En el mismo tenor, en una entrevista con el periodista Carlos Puig, Luis Videgaray Caso afirmó que se encuentra tranquilo después de las revelaciones de la ilegal adquisición de la Casa de Malinalco. El Secretario de Hacienda compró una casa de millones de pesos a Grupo Higa –un contratista del gobierno para quien la operación no arrojó ganancias– y, además, la pagó de manera ilegal. La tranquilidad del secretario tiene su origen en el hecho de que la impunidad es una constante en nuestro país. Luis Videgaray sabe que la adquisición de una casa mediante pagos en efectivo es ilegal si esta cuesta millones de pesos, como es el caso de la casa que compró a Grupo Higa. Lo dice la ley y Videgaray lo pasa por alto. También sabe que es ilegal comprar la casa de un constructor del gobierno porque el conflicto de interés es más que evidente. A pesar de todo, se siente tranquilo.

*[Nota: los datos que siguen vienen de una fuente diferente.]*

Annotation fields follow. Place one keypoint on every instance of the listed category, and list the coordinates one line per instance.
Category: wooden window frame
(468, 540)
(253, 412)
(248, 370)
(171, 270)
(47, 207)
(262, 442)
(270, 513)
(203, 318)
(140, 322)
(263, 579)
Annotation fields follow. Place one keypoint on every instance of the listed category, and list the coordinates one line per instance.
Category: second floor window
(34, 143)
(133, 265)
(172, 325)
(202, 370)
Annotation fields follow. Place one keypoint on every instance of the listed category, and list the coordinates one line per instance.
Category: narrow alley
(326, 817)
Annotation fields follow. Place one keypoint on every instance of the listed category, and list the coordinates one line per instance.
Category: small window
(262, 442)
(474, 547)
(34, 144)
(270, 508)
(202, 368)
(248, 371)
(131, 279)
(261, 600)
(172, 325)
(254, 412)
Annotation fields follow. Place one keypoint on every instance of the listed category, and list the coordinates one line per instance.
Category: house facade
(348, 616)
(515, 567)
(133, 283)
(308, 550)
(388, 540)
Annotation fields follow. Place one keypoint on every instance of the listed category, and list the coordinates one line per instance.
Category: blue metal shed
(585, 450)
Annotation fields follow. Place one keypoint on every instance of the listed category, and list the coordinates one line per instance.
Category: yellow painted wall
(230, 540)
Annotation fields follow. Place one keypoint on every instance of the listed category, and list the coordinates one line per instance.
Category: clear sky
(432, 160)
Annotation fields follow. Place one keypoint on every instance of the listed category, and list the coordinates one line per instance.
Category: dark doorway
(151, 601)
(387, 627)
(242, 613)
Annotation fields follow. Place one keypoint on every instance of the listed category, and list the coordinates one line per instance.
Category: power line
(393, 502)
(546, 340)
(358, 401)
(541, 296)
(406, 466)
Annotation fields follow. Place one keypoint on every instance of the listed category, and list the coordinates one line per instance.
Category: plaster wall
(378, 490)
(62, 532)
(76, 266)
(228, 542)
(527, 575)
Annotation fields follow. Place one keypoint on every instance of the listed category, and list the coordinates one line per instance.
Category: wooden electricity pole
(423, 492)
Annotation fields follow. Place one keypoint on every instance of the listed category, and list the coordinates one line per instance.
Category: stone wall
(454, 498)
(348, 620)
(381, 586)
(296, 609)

La joya no solo proviene de su tranquilidad, sino del desparpajo con el que afirma que pensará si hace pública su declaración patrimonial. Es un descaro por todos lados. Se trata de un personaje que en los últimos 10 años ha vivido de la política. ¿Debe reflexionar si hace pública su declaración patrimonial? Dice que eso implica a su familia, lo cual es cierto, pero eso debió pensarlo antes de ser Secretario de Finanzas de Peña Nieto en el Estado de México y Secretario de Hacienda Federal, y antes de hacer de la política su modus vivendi. El secretario está actuando con cinismo y eso golpea tanto como la exoneración de Gutiérrez de la Torre, su compañero de Partido. 


Ni el PRI de Gutiérrez de la Torre ni el Secretario de Hacienda están enviando un mensaje democrático. No apelan a la ley como guía, sino como excusa. Apelan al principio de inocencia, pero parecen escudarse en la impunidad. Sus defensores demandan el respeto a la norma, lo que no quiere decir que aprecien su sentido. Ambos personajes se escudan en la ley, lo que no quiere decir que en verdad la respeten.